The demo has a part which computes an UV coordinate as (float2(ThreadID) + 0.5) * InvResolution
and uses this coordinate as part of a textureGather
operation. This lands exactly on the top-left corner of a gather, and the application relies on this to work.
However, with TRUNC_COORD enabled, even a microscopic FP error causes the sampler unit to round down after applying the half-texel bilinear offset, and the resulting image is broken.
The Vulkan specification states that gather samples are selected with rules of VK_FILTER_LINEAR, but if the sampler uses point sampling, TRUNC_COORD is still applied by hardware (I tested on RX 470, RX 5700 XT).

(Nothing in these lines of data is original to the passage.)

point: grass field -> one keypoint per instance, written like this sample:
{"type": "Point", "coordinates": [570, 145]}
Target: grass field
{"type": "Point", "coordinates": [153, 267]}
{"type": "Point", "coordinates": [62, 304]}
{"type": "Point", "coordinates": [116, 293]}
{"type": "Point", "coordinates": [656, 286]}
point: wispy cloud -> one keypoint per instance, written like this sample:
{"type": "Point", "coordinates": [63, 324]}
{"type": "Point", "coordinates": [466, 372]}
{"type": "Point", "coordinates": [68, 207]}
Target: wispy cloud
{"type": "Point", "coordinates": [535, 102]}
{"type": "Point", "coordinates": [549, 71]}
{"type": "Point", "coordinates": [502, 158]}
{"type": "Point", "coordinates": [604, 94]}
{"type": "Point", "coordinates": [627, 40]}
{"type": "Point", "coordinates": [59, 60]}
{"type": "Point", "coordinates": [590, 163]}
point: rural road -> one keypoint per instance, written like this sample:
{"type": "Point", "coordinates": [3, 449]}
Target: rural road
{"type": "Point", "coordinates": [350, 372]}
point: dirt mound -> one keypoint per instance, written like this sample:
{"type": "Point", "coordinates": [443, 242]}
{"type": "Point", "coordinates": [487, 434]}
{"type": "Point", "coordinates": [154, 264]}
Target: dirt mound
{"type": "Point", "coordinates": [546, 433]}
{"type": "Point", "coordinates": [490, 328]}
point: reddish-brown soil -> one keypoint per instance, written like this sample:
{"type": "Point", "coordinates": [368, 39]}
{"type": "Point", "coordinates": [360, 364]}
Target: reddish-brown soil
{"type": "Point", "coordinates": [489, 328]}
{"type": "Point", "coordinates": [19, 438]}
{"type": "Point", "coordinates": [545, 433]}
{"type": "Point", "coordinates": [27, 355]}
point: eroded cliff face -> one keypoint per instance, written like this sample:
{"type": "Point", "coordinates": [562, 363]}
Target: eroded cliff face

I made a simple test which aims to sample at various points: https://github.com/Themaister/Granite/commit/9230f42ab326afea9733bed610a870c87ac4384f. I'm seeing three different driver behavior now across different devices:
NVIDIA behavior:
[INFO]: U = 0 + 2047 / 2048
[INFO]: Point: 0
[INFO]: U = 1 + 0 / 2048
[INFO]: Point: 1
[INFO]: U = 1 + 1019 / 2048
[INFO]: Gather: 0
[INFO]: U = 1 + 1020 / 2048 <-- This is where we expect RTE to round to 1 if hardware does n.8 RTE.
[INFO]: Gather: 1
[INFO]: U = 1 + 1021 / 2048
[INFO]: Gather: 1
[INFO]: U = 1 + 1022 / 2048
[INFO]: Gather: 1
[INFO]: U = 1 + 1023 / 2048
[INFO]: Gather: 1
[INFO]: U = 1 + 1024 / 2048
[INFO]: Gather: 1
I think this is how it is supposed to work. For point sampling, we get the floor() semantics that spec wants, and for gather, we get n.8 RTE which matches linear sampling. Although the Vulkan spec is somewhat vague if you're allowed to round before floor-ing. It does specifiy there is subtexel precision though ...
RADV: For RADV I get similar flooring behavior in gather.
AMDGPU-PRO: Apparently amdgpu-pro does not enable TRUNC_COORD at all, since even point sampling gives me n.8 RTE behavior. However, this is rather curious. !3951 (merged) mentions that documents specify "n.6 rounding", but I'm only seeing n.8 RTE behavior on AMD.
ANV: Same behavior as RADV with TRUNC_COORD.